Rhiana Gunn-Wright, climate director at the Roosevelt Institute, on her many inspirations in the movement
Someone I look up to a lot is Tamara Toles O’Laughlin, who is the head of the Environmental Grantmakers Association. I learn so much from her perspective and her integrity and also her commitment to investing and raising up younger leaders. She has a really keen eye toward power and what it means to be in a relationship with powerful actors while also holding fast to what is necessary to make them move. That is really important because attention from powerful actors is really seductive, and I feel like she is really good at balancing those two things and encouraging people, especially Black women, to not get lost or lose sight of what they are really working for.
I still remember the first time I met Colette Pichon Battle, now with Taproot Earth. I am just so awed by her vision, and her commitment to Black people, and to justice. I’ve learned a lot from her about the importance of process, too. I come from a background where in a lot of ways, the emphasis is on the outcome. I learned from Colette that obviously outcome matters, but the process, especially when you’re talking about equity, also matters a lot in terms of: Who’s at the table? Who’s getting to talk? Who are you actually consulting?
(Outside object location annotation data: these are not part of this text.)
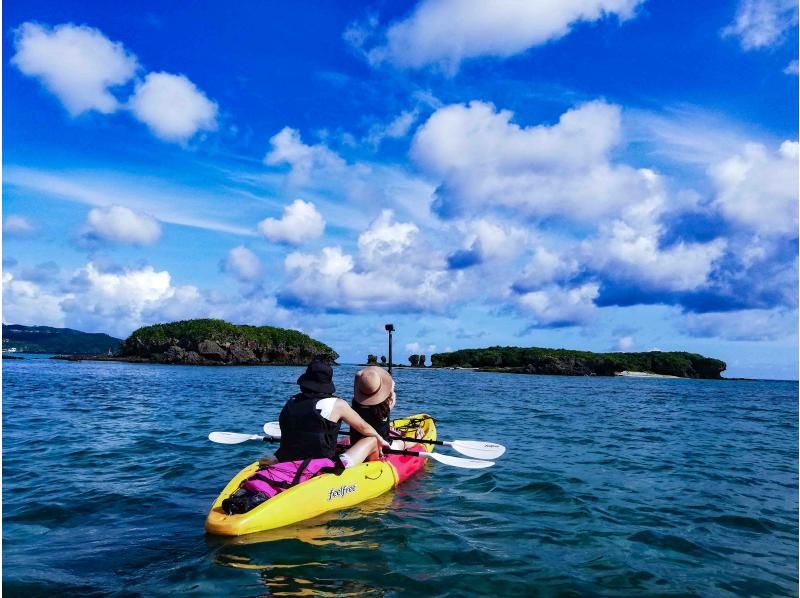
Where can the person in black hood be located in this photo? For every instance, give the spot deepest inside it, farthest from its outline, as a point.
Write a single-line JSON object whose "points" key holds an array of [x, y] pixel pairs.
{"points": [[310, 422]]}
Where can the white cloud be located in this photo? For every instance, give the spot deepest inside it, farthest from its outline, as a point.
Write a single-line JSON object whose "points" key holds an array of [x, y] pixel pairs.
{"points": [[546, 266], [624, 251], [119, 224], [173, 107], [197, 207], [14, 225], [301, 222], [493, 240], [757, 189], [243, 263], [76, 63], [28, 304], [556, 306], [288, 148], [446, 32], [624, 343], [348, 191], [389, 273], [742, 325], [485, 161], [762, 23], [386, 240], [397, 128], [121, 301]]}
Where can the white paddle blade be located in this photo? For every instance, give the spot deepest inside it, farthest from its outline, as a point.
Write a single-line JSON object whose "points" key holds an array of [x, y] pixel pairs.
{"points": [[478, 449], [231, 437], [458, 461], [272, 429]]}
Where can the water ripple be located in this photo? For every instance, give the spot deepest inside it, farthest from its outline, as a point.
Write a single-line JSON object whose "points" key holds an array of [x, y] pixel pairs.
{"points": [[610, 487]]}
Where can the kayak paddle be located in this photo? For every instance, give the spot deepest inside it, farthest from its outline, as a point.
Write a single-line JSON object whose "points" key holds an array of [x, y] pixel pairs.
{"points": [[446, 459], [470, 448], [236, 438]]}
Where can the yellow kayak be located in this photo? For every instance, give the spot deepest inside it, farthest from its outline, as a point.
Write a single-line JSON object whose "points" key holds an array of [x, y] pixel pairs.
{"points": [[326, 492]]}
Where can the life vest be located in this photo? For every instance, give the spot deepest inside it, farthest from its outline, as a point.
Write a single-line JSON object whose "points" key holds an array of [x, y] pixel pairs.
{"points": [[368, 415], [305, 434], [274, 479]]}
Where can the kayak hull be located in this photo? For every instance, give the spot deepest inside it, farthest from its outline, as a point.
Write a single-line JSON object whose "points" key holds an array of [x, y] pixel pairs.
{"points": [[326, 492]]}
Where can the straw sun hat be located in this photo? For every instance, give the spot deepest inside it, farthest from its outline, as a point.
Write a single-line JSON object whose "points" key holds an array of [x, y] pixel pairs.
{"points": [[373, 385]]}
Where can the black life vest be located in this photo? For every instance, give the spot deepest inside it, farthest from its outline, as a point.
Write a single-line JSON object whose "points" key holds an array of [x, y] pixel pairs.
{"points": [[368, 415], [305, 434]]}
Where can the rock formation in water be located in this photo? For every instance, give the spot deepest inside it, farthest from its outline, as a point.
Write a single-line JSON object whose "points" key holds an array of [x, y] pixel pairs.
{"points": [[215, 342], [563, 362]]}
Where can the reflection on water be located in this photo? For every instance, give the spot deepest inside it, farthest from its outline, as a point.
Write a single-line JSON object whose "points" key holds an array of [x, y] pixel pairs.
{"points": [[343, 552], [618, 487]]}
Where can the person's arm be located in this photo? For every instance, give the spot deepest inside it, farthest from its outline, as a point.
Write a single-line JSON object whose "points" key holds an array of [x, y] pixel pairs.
{"points": [[346, 413]]}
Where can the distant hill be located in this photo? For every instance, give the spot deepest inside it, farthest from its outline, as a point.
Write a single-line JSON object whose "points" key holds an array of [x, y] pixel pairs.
{"points": [[216, 342], [62, 341], [564, 362]]}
She’s just taught me a lot about what it means to build trust and that if you’re talking about wanting to build a more equitable world, how that matters and why that matters. And what it looks like for that to pay off.
Also, Janelle Jones, who was at the Department of Labor but is now at SEIU [Service Employees International Union]. She is a young Black woman economist and has taught me so much about economics and not being afraid to participate in economic discussions. Especially when I was really working hard on the Green New Deal, she helped me believe that I did understand economic policy and that my thoughts were valid even though I wasn’t a formally trained economist. She does that work for a lot of people and for Black people in particular.
Of course, there are always the OGs like Dr. Beverly Wright and Dorceta Taylor, whose work and perseverance have 100 percent paved the way for folks like me.